Tycoon Karim Hirji entangled in multi-million-dollar property fight with children of his late widow

Tycoon Karim Hirji is entangled in a property row with the children of his late wife Ziba Nanyonga, who was popularly known as Charm.

The children have petitioned Parliament Speaker Rebecca Kadaga alleging that Attorney General William Byaruhanga and lawyer Masembe Kanyerezi of MMAKS Advocates colluded with Karim Hirji to fraudulently grab properties that belonged to their late mother hence denying them inheritance.

Ziba succumbed to cancer at the Cromwell Hospital in London in February 2004. Karim named the iconic building Charm Towers in Kampala’s central business district after her when he acquired it. The building used to house the headquarters of the defunct Uganda Commercial Bank.

The children, Linda Birungi, Anita Birungi and Ronnie Birungi, state that at the time of getting married to Karim Hirji, their mother already had older children who were left with nothing upon her death thanks to a “fraudulent will” and only the three children she sired with Karim benefitted from her demise.

Attorney General William Byaruhanga

“The attorney general is behind this fraud, how could they change her will just a week before her death. We are asking the speaker to fight for us so that we get what belongs to us,” the children said in their petition to Kadaga.

The estate in dispute includes three properties in London, a life insurance policy worth 3M pounds, two houses in Bugolobi, two properties in Kololo, two shopping arcades in Kampala, two properties on Mawanda Road and others in Nansana and Gayaza.

They are further also accused of taking all deposits estimated at $10m on Ziba Hirji’s current and fixed deposit bank accounts in Barclays Bank now Absa Bank, ICBC Bank in UK and the defunct Imperial Investment Bank that belonged to Hirji and Allied Bank. They want Kadaga to compel Bank of Uganda to investigate the money on these bank accounts.

Anita Birungi, one of the children.

Byaruhanga is alleged to have travelled to London during Charm’s hospitalisation and obtained her signature which they used to sell off her properties in London and grab deposits on her London bank accounts.

“Parliament should help investigate our mum’s property that was transferred five days to her death.
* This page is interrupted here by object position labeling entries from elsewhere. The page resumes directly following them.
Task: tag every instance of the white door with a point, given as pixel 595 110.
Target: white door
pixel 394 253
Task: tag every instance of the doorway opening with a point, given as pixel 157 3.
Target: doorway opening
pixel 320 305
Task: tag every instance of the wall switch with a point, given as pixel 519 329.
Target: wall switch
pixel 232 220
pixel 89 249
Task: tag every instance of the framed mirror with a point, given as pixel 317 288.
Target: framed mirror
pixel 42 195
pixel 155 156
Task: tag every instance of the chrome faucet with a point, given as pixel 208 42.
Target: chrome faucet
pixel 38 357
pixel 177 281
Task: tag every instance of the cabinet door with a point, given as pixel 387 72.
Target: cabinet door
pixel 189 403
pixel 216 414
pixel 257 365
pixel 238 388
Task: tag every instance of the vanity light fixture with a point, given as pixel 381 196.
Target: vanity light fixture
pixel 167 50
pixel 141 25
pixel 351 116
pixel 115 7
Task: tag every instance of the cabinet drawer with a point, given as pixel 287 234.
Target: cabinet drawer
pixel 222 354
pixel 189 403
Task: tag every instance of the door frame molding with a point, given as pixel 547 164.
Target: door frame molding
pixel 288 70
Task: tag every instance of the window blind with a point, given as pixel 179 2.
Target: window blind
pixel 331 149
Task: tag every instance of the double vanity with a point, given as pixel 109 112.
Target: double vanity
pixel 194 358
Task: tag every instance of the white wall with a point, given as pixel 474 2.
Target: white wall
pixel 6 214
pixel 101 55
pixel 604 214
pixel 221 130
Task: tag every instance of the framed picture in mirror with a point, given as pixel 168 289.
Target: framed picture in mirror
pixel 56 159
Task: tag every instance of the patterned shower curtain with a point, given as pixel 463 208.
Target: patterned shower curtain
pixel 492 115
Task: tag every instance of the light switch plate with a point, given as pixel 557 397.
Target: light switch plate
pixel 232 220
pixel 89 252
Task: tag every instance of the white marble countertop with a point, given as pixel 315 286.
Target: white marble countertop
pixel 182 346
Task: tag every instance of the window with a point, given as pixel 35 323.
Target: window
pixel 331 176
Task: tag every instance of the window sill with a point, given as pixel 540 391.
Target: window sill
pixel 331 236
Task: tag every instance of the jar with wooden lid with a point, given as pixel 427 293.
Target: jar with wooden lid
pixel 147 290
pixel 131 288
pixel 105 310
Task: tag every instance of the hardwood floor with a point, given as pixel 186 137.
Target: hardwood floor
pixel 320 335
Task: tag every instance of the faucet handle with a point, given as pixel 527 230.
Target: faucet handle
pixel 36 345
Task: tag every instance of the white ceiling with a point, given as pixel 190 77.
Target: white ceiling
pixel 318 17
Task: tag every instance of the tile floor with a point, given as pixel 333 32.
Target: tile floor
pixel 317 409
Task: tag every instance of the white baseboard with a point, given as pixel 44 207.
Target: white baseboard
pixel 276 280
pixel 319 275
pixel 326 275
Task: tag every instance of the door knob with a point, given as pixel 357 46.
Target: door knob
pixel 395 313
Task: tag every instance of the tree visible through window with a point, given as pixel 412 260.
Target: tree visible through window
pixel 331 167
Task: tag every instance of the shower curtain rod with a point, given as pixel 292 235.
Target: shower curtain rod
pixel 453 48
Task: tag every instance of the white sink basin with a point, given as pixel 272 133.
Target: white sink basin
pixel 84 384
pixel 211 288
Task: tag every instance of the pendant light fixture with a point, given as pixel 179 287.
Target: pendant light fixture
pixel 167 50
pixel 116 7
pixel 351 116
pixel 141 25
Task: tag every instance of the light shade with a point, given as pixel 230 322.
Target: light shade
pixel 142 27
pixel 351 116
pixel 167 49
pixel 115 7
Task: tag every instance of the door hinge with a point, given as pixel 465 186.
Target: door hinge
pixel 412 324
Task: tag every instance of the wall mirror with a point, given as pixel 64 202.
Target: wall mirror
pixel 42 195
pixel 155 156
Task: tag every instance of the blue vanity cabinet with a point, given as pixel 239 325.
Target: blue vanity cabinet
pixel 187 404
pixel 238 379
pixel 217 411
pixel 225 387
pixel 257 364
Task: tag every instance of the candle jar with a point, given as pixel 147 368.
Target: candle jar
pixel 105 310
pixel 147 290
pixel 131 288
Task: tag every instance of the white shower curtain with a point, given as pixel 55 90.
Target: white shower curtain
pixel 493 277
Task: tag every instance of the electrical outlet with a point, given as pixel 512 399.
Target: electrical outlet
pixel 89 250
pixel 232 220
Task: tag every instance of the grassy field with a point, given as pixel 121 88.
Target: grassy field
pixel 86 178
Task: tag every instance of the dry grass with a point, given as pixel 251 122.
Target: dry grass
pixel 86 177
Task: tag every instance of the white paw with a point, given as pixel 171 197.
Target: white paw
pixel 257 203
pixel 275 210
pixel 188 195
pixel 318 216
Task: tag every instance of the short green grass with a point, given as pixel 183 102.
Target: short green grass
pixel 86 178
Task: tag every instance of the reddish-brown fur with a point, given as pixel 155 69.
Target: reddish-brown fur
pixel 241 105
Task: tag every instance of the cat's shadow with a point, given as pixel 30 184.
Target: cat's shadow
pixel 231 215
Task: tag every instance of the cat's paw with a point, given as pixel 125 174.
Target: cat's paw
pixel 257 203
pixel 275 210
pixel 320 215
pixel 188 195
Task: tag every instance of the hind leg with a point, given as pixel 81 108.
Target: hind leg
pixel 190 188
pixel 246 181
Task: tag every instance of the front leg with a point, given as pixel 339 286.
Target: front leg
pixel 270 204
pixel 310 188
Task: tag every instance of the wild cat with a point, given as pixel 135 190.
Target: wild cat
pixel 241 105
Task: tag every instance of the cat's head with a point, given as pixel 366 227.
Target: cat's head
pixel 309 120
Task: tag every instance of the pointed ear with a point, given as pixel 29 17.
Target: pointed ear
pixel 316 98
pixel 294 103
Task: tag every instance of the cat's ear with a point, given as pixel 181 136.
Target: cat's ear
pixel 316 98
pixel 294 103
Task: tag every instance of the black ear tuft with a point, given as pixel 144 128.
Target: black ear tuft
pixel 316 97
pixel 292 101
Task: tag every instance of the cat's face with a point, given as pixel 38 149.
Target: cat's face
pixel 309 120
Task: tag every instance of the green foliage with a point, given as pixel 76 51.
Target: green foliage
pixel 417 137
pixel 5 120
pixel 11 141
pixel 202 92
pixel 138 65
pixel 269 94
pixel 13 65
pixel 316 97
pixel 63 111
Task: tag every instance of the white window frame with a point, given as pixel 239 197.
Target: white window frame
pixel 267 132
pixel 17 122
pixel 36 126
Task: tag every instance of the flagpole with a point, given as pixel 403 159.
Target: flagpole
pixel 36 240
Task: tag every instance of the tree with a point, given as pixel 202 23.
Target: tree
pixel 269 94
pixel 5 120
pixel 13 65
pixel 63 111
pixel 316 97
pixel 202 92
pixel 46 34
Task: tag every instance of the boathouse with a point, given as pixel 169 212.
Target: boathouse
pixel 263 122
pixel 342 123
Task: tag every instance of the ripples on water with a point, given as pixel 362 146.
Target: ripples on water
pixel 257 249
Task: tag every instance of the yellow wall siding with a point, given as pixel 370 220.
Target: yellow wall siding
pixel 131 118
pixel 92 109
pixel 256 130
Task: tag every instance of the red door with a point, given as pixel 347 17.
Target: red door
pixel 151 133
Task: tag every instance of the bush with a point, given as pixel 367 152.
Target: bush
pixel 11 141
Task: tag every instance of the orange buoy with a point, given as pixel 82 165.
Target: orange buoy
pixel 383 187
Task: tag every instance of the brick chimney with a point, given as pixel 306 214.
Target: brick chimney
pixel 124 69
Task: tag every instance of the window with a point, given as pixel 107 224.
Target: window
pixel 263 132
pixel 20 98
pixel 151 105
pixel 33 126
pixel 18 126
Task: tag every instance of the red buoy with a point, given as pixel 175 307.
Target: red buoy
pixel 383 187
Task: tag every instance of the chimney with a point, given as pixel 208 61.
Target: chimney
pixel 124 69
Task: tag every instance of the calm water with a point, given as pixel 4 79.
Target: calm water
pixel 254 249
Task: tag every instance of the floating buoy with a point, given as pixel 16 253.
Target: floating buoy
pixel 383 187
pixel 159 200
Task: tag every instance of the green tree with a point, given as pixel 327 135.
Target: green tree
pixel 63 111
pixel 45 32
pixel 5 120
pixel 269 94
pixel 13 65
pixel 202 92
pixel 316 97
Mum was in coma and couldn’t understand what was happening. She had started taking strong medicine that impaired her judgement four months before her death,” the children say.

The children have filed a case in the Family Division of the High Court but they say it has not been very helpful so they want Parliament to intervene.

“We even went to the Bamugemereire Commision (on land) but we didn’t get much help,” the children say.